The Competition Act (CA) attempts to make a shift from curbing monopolies to curbing
practices that have adverse effects on competition both within and outside India. It is interesting
to see that under the new regime the legislature has chosen to regulate unfair trade practices
under only the Consumer Protection Act 1986 and not the Competition Act. In 2007 the
Competition (Amendment) Act introduced significant changes to the competition law regime.

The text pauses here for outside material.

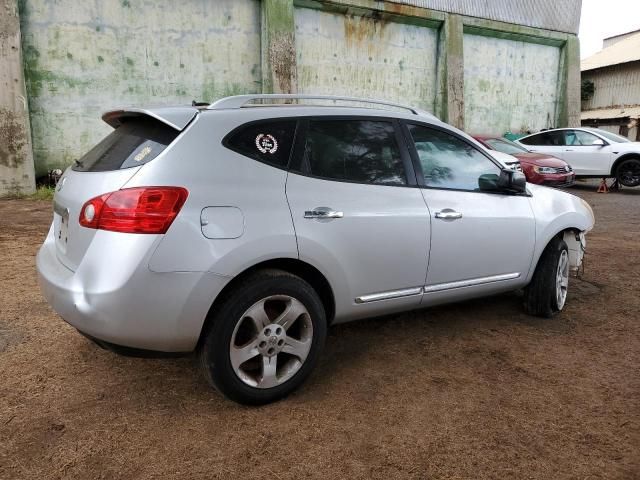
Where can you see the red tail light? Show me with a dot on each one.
(134, 210)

Most noteworthy of these changes was the introduction of a mandatory notification process for
persons undertaking combinations above the prescribed threshold limits. In early 2008 the
Competition Commission of India also promulgated and circulated a draft of the Competition
Commission (Combination) Regulations.
The background to the enactment of the Competition Act was succinctly explained by the
Supreme Court in the case of Competition Commission of India v. Steel Authority of India
Ltd.4 “The decision of the Government of India to liberalize its economy with the intention of
removing controls persuaded the Indian Parliament to enact laws providing for checks and
balances in the free economy. The laws were required to be enacted, primarily, for the objective
of taking measures to avoid anti-competitive agreements and abuse of dominance as well as to
regulate mergers and takeovers which result in distortion of the market 5. The earlier
Monopolies and Restrictive Trade Practices Act, 1969 was not only found to be inadequate but
also obsolete in certain respects, particularly, in the light of international economic
developments relating to competition law. Most countries in the world have enacted
competition laws to protect their free market economies – an economic system in which the
allocation of resources is determined solely by supply and demand. The rationale of free market
economy is that the competitive offers of different suppliers allow the buyers to make the best
purchase. The motivation of each participant in a free market economy is to maximise self-
interest but the result is favourable to society. As Adam Smith observed: there is an invisible
hand at work to take care of this.6”
The Raghavan Committee took the view that regulatory focus should change from limitation
of the size of undertakings to prohibiting trade practices which cause appreciable adverse effect
on competition. The Raghavan committee observed that competition regime in the world today
regulate:-
(1) Anti-competitive agreements
(2) Abuse of dominance, and
(3) Mergers, or more generally, combinations among enterprises.

4
(2010) 103 SCL 269 (SC).
5
S. Krishnamurthi, Principles of Law Relating to MRTP, 3rd Edition, 1989, p. 85 as quoted in Mallika
Ramachandran, 2009, p. 44.
6
Abhijit Mukhopadhyay, “Merger and Amalgamation in India”, Chartered Secretary, 1997, pp. 780- 785, p.
781.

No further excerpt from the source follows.